Differenziata, Baccelli: “Numeri ok in Lucchesia da esportare nel resto della regione”

Raccolta differenziata a Lucca numeri record che vanno emulati anche nelle altre province. La pensa così Stefano Baccelli, presidente della commissione ambiente e territorio del consiglio regionale, che commenta gli ultimi dati sulla raccolta differenziata diffusi dalla giunta toscana.
“Non vi è dubbio – dice – che gli ultimi dati sulla raccolta differenziata diffusi recentemente dall’assessorato all’ambiente della Regione siano positivi. Dati che sembrano destinati a migliorare per il futuro, anche in virtù delle risorse che nel 2018 abbiamo messo in campo, circa 30 milioni di euro a favore degli Ato, per spingere la raccolta differenziata verso l’obiettivo del 70 per cento entro il 2020, che è stato fissato nel piano regionale”.

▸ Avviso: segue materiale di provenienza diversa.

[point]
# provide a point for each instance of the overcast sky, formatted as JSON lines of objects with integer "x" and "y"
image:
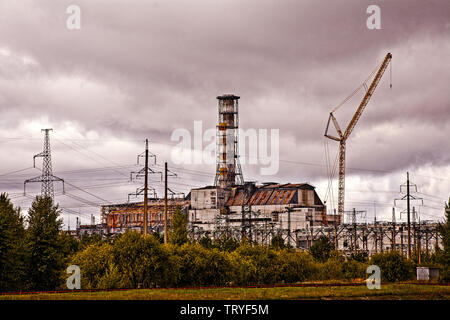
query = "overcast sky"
{"x": 142, "y": 69}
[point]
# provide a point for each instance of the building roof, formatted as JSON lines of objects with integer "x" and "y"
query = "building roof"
{"x": 269, "y": 194}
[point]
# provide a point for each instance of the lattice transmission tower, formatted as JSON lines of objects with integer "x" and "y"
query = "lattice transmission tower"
{"x": 47, "y": 177}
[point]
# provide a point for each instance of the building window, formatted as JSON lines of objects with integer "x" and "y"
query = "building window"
{"x": 275, "y": 216}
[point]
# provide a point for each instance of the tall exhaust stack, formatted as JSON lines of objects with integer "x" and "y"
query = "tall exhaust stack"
{"x": 228, "y": 168}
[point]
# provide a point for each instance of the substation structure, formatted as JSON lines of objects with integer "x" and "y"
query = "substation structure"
{"x": 237, "y": 209}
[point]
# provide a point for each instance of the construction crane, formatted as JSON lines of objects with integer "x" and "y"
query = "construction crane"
{"x": 343, "y": 136}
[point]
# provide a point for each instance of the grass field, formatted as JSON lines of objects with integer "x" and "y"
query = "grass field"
{"x": 387, "y": 291}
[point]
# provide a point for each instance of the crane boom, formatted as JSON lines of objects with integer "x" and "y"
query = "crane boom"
{"x": 367, "y": 96}
{"x": 344, "y": 136}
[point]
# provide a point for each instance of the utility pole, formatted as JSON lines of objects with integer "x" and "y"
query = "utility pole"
{"x": 408, "y": 198}
{"x": 335, "y": 231}
{"x": 414, "y": 242}
{"x": 418, "y": 242}
{"x": 393, "y": 229}
{"x": 165, "y": 202}
{"x": 401, "y": 240}
{"x": 144, "y": 172}
{"x": 47, "y": 177}
{"x": 289, "y": 225}
{"x": 354, "y": 229}
{"x": 146, "y": 189}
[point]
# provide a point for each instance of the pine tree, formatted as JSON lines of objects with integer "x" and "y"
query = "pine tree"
{"x": 12, "y": 252}
{"x": 46, "y": 260}
{"x": 178, "y": 231}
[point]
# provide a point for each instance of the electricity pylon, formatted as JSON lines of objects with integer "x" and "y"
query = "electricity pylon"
{"x": 47, "y": 177}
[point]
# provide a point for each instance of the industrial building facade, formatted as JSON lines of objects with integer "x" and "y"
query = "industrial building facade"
{"x": 130, "y": 216}
{"x": 238, "y": 209}
{"x": 255, "y": 211}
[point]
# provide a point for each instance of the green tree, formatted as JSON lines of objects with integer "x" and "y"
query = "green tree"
{"x": 140, "y": 260}
{"x": 321, "y": 249}
{"x": 46, "y": 259}
{"x": 393, "y": 266}
{"x": 444, "y": 230}
{"x": 178, "y": 230}
{"x": 12, "y": 249}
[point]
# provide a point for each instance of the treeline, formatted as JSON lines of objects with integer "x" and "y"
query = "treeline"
{"x": 36, "y": 257}
{"x": 32, "y": 258}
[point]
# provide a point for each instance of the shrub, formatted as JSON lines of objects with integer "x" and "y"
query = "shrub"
{"x": 141, "y": 260}
{"x": 195, "y": 265}
{"x": 295, "y": 266}
{"x": 393, "y": 266}
{"x": 94, "y": 262}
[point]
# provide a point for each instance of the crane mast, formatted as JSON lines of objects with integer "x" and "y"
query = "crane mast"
{"x": 343, "y": 136}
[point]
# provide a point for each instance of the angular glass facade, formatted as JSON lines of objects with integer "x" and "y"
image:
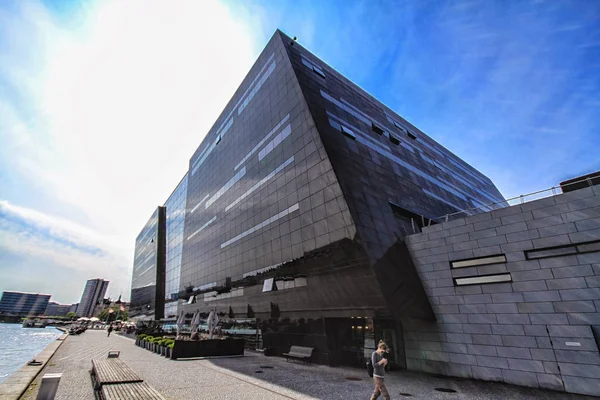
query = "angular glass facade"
{"x": 297, "y": 202}
{"x": 148, "y": 279}
{"x": 175, "y": 222}
{"x": 93, "y": 294}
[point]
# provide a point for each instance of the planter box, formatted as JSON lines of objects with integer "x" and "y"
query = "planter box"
{"x": 207, "y": 348}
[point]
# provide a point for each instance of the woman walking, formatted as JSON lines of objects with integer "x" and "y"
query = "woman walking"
{"x": 379, "y": 363}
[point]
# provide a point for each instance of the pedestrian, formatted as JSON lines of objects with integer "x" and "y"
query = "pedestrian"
{"x": 379, "y": 363}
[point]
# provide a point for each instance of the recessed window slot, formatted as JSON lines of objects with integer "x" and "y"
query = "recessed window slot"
{"x": 378, "y": 130}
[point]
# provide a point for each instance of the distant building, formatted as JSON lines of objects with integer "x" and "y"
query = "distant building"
{"x": 93, "y": 293}
{"x": 57, "y": 310}
{"x": 19, "y": 303}
{"x": 148, "y": 279}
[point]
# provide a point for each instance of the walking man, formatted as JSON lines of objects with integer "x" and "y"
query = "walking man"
{"x": 379, "y": 363}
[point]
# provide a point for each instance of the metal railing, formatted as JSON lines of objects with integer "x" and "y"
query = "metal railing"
{"x": 524, "y": 198}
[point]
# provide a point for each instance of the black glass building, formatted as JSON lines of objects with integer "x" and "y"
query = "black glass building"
{"x": 175, "y": 222}
{"x": 148, "y": 279}
{"x": 297, "y": 202}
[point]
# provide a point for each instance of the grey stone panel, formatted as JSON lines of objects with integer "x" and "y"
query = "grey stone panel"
{"x": 520, "y": 378}
{"x": 580, "y": 294}
{"x": 481, "y": 350}
{"x": 579, "y": 215}
{"x": 543, "y": 354}
{"x": 535, "y": 330}
{"x": 491, "y": 340}
{"x": 492, "y": 362}
{"x": 512, "y": 219}
{"x": 503, "y": 212}
{"x": 566, "y": 283}
{"x": 508, "y": 329}
{"x": 572, "y": 272}
{"x": 497, "y": 288}
{"x": 543, "y": 342}
{"x": 544, "y": 295}
{"x": 522, "y": 319}
{"x": 521, "y": 236}
{"x": 483, "y": 318}
{"x": 581, "y": 385}
{"x": 529, "y": 286}
{"x": 539, "y": 204}
{"x": 533, "y": 275}
{"x": 463, "y": 358}
{"x": 584, "y": 318}
{"x": 550, "y": 381}
{"x": 549, "y": 211}
{"x": 487, "y": 251}
{"x": 549, "y": 319}
{"x": 557, "y": 230}
{"x": 584, "y": 344}
{"x": 517, "y": 364}
{"x": 459, "y": 370}
{"x": 515, "y": 352}
{"x": 504, "y": 308}
{"x": 519, "y": 341}
{"x": 582, "y": 370}
{"x": 585, "y": 236}
{"x": 454, "y": 348}
{"x": 543, "y": 307}
{"x": 578, "y": 357}
{"x": 507, "y": 297}
{"x": 574, "y": 306}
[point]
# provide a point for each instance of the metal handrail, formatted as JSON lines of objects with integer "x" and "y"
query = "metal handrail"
{"x": 506, "y": 203}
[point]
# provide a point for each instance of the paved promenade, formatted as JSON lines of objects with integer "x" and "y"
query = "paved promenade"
{"x": 237, "y": 378}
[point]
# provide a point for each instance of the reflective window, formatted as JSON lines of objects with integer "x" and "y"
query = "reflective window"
{"x": 176, "y": 206}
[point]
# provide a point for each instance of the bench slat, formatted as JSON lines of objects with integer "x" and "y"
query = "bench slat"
{"x": 130, "y": 391}
{"x": 113, "y": 370}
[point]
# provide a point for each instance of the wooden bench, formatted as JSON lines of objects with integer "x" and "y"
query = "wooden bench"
{"x": 300, "y": 352}
{"x": 112, "y": 371}
{"x": 130, "y": 391}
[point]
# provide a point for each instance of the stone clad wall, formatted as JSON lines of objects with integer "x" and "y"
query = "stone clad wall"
{"x": 542, "y": 329}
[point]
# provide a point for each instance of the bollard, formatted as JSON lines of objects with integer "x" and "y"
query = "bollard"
{"x": 114, "y": 354}
{"x": 48, "y": 386}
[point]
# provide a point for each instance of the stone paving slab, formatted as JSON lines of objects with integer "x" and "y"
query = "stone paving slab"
{"x": 17, "y": 383}
{"x": 236, "y": 378}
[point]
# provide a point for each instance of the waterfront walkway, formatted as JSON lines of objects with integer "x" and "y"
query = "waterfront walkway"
{"x": 238, "y": 378}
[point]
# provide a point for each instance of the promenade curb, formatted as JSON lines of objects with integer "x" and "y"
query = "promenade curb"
{"x": 18, "y": 382}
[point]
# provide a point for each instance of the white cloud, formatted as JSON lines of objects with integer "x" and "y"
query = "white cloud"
{"x": 107, "y": 108}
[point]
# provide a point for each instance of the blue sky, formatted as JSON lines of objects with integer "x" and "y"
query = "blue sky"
{"x": 103, "y": 102}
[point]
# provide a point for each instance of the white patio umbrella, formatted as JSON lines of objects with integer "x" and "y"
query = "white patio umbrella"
{"x": 213, "y": 320}
{"x": 180, "y": 322}
{"x": 195, "y": 322}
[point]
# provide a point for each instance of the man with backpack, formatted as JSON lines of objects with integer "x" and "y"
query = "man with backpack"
{"x": 377, "y": 370}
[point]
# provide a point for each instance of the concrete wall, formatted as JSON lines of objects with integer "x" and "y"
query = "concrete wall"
{"x": 537, "y": 330}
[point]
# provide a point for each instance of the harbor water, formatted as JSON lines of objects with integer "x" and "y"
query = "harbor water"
{"x": 19, "y": 345}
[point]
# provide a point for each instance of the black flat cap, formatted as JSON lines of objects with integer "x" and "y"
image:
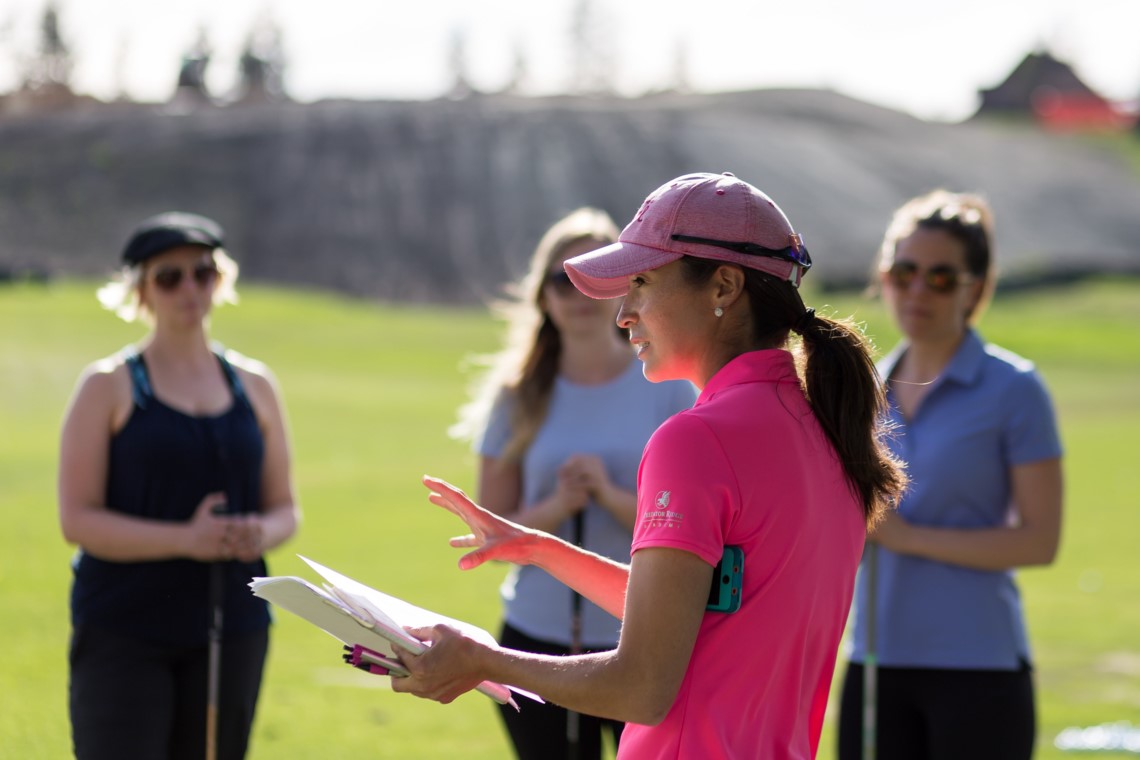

“La raccolta differenziata – prosegue il consigliere regionale – è un presupposto fondamentale per realizzare uno smaltimento sostenibile e in linea con le politiche virtuose di economia circolare che abbiamo intrapreso da qualche anno. Nel quadro toscano dei risultati positivi, spiccano quelli dell’Ato Toscana Costa e, in particolare, quelli della città di Lucca che diventa leader della classifica tra i capoluoghi di provincia. Come pure sono molto significativi i risultati messi a segno da alcuni comuni della lucchesia, da Capannori a Barga, da Seravezza a Borgo a Mozzano, tutti sopra l’80 per cento di raccolta differenziata. Buone performance anche a Bagni di Lucca, Forte dei Marmi, Montecarlo, Pescaglia, Pietrasanta, Pieve Fosciana, Porcari, Viareggio e Villa Basilica, tutti sopra il 65 per cento. In generale, dati che potranno potenzialmente crescere ancora visto che alcuni comuni hanno esteso il sistema di raccolta “porta a porta” sull’intero territorio, come nel caso di Camaiore e Massarosa. Un successo complessivo che si deve certo all’organizzazione ma che non sarebbe stato raggiunto senza l’apporto decisivo dei cittadini che hanno favorito il processo con comportamenti corretti e improntati alla salvaguardia ambientale”.
“Credo – prosegue – che pur nell’apprezzamento di tali successi raggiunti, ora lo sforzo che dobbiamo compiere sia duplice: da una parte continuare a tenere alte le percentuali laddove sono a punte di eccellenza, come nel caso del territorio provinciale di Lucca; dall’altro spingere affinché le realtà che sono indietro, in alcuni casi molto indietro, mettano in campo azioni e progetti per riequilibrare il loro contributo ai dati regionali. Occorre quindi che le esperienze migliori, come quelle del territorio lucchese e di altri comuni virtuosi, facciano da guida a chi è rimasto indietro. Solo così l’obiettivo toscano del 70% entro il 2020 che ci siamo dati potrà essere davvero raggiungibile”.